Da mir all der väterliche Segen zuteil werden sollte, auf den mein Vater aufgrund des frühen Ablebens meines Großvaters hatte verzichten müssen, war für mich ein Studium vorgesehen. Doch dazu wurden nur die besten Schüler zugelassen.
Trotz des eher langweiligen Unterrichtes absolvierte ich die jährlichen Landesexamen mit Auszeichnung. Ich bemühte mich besonders, weil ich später als Theologiestudent in eine Klosterschule eintreten wollte. Aber auch die Furcht vor den Züchtigungen des Vaters und des Lehrers waren Antrieb für meine schulischen Fortschritte. Ich malte mir aus, wie angenehm da die Klosterschule sein musste, und meine Tagträume nahmen mir die Schwermut aus dem Herzen.

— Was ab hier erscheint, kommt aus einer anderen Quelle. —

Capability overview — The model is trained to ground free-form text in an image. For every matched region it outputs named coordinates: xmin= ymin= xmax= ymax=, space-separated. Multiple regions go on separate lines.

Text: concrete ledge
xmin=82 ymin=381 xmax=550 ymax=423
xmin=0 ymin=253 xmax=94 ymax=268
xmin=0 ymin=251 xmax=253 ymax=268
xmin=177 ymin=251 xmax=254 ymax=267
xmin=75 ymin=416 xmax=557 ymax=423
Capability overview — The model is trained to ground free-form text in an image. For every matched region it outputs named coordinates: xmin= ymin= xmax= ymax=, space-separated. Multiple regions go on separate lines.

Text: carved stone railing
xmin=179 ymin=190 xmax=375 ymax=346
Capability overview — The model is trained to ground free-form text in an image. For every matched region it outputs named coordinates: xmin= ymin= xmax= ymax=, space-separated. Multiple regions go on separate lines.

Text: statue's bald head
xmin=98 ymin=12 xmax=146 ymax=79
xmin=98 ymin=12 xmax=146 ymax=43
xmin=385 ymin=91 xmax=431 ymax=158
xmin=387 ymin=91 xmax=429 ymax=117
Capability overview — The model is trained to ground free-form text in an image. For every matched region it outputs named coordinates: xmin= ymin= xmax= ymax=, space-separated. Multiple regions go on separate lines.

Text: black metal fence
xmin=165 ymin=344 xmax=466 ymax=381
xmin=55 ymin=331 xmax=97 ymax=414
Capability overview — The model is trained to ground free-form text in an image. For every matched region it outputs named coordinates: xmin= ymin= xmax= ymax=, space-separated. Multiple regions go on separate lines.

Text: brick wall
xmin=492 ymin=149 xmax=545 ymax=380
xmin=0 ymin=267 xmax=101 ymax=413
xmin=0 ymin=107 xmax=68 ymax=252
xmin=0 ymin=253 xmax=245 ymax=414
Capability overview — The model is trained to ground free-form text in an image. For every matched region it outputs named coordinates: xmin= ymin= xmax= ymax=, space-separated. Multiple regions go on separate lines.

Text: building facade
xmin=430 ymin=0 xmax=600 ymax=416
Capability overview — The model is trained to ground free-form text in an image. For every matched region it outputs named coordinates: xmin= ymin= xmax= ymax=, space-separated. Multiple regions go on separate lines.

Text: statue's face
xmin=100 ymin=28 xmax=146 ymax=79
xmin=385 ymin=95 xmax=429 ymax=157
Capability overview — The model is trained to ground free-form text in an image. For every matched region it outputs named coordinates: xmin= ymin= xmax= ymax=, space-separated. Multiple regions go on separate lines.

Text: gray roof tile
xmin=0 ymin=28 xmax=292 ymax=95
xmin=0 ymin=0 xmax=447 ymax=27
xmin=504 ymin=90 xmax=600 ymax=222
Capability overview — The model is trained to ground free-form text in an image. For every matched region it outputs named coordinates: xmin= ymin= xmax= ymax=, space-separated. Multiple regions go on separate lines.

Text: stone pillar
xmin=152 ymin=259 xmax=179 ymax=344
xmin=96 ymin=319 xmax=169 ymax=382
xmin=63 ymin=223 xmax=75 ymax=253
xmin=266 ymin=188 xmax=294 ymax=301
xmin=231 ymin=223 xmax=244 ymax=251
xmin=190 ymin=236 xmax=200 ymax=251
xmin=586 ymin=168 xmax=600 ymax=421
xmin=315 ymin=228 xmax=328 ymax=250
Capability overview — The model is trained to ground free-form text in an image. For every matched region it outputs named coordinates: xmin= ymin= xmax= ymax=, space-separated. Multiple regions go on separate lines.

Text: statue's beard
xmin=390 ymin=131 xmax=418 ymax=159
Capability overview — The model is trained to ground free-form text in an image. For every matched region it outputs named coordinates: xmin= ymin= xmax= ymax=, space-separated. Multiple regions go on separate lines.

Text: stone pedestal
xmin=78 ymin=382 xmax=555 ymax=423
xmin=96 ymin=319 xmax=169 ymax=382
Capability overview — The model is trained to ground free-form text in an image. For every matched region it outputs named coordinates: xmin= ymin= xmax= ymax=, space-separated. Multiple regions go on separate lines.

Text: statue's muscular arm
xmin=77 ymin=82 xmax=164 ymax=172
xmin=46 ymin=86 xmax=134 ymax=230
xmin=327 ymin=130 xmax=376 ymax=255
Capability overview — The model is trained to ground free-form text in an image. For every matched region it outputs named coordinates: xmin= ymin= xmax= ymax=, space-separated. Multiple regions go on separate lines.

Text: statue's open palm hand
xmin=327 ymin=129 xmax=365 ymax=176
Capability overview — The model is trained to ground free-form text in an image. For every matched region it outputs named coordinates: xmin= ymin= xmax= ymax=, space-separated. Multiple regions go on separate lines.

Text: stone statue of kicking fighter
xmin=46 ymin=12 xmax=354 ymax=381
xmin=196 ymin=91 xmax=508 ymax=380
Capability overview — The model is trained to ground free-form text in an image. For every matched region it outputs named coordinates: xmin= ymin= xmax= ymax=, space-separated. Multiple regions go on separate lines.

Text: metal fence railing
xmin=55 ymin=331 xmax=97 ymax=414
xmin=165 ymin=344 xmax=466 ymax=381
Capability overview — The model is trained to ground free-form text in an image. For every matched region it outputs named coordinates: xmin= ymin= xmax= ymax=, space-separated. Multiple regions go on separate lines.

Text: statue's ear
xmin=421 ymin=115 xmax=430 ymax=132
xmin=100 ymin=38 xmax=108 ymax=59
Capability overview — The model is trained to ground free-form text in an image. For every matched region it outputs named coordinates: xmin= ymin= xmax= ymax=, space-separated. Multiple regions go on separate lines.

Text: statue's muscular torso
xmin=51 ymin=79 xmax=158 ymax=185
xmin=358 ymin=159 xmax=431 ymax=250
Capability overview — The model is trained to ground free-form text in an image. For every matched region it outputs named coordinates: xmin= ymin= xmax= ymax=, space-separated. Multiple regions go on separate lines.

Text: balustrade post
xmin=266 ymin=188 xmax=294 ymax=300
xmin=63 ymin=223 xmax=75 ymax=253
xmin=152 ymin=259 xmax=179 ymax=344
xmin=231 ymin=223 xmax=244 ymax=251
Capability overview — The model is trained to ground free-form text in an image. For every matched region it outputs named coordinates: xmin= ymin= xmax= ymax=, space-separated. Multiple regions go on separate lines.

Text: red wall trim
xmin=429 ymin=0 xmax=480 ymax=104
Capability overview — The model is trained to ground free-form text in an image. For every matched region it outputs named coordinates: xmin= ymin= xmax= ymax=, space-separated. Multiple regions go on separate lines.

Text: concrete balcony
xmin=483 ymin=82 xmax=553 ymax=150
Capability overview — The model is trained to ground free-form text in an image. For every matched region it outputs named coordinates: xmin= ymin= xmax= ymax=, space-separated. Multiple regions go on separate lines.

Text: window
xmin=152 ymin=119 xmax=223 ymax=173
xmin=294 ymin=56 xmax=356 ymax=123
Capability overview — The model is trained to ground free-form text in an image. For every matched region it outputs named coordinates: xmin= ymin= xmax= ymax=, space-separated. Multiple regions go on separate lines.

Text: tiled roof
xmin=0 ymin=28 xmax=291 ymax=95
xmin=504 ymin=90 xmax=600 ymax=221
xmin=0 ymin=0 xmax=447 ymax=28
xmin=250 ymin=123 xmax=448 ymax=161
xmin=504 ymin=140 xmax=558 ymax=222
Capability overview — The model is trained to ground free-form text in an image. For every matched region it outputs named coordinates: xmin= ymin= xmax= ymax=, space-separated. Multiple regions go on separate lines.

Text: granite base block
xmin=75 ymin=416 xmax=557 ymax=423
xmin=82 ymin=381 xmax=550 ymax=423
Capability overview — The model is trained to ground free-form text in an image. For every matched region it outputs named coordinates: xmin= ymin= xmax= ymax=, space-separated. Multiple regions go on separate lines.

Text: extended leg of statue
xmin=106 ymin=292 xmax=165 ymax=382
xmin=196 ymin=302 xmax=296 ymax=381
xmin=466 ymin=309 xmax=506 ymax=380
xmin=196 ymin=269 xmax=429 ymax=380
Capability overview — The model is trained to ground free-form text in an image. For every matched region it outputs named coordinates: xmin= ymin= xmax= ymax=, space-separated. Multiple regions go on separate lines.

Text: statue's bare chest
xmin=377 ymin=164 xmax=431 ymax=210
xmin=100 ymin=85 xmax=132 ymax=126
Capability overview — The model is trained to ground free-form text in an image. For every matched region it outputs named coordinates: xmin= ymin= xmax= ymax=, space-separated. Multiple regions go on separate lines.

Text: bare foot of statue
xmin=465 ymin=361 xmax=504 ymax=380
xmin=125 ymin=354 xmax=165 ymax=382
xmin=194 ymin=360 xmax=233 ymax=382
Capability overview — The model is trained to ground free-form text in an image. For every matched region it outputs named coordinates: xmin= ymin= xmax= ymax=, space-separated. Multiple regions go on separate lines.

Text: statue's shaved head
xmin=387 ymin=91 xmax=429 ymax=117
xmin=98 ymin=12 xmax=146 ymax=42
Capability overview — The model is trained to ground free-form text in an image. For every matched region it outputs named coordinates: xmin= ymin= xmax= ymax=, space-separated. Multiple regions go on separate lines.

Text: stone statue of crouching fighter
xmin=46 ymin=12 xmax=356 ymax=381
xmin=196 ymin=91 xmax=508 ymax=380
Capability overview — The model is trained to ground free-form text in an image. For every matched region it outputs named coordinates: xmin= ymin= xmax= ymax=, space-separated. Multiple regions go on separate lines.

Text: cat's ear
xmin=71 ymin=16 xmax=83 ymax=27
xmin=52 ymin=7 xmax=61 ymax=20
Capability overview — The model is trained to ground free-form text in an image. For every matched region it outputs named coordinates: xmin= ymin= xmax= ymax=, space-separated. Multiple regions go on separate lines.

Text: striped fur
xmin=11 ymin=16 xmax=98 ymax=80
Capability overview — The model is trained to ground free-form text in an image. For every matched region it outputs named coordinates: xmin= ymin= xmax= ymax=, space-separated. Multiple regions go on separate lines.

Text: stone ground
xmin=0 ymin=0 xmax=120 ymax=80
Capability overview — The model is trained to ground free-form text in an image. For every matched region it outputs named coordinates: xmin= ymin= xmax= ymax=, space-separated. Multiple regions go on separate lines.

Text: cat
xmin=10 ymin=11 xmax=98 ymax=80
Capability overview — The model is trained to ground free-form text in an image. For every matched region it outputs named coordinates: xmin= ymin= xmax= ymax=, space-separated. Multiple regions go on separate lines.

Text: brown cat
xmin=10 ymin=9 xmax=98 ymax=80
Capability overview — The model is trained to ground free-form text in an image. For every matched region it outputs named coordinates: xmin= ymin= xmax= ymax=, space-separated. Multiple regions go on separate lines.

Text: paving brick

In meinen Visionen glänzten die großen Städte mit ihren Theatern und Bühnen. Wie sehr sehnte ich mich fort von all’ den Zwängen, denen ich mich hier zu unterwerfen hatte.
Getrennt von Eltern und wirklichen Freunden fiel ich durch mein gereiftes Verhalten auf. Wo sich meine Schulkameraden noch am Ballspiel begeisterten und die Freistunden verspielten, war es mir mein Liebstes, die wunderschöne Gegend um Ludwigsburg mit einem Sinnesgenossen zu erkunden.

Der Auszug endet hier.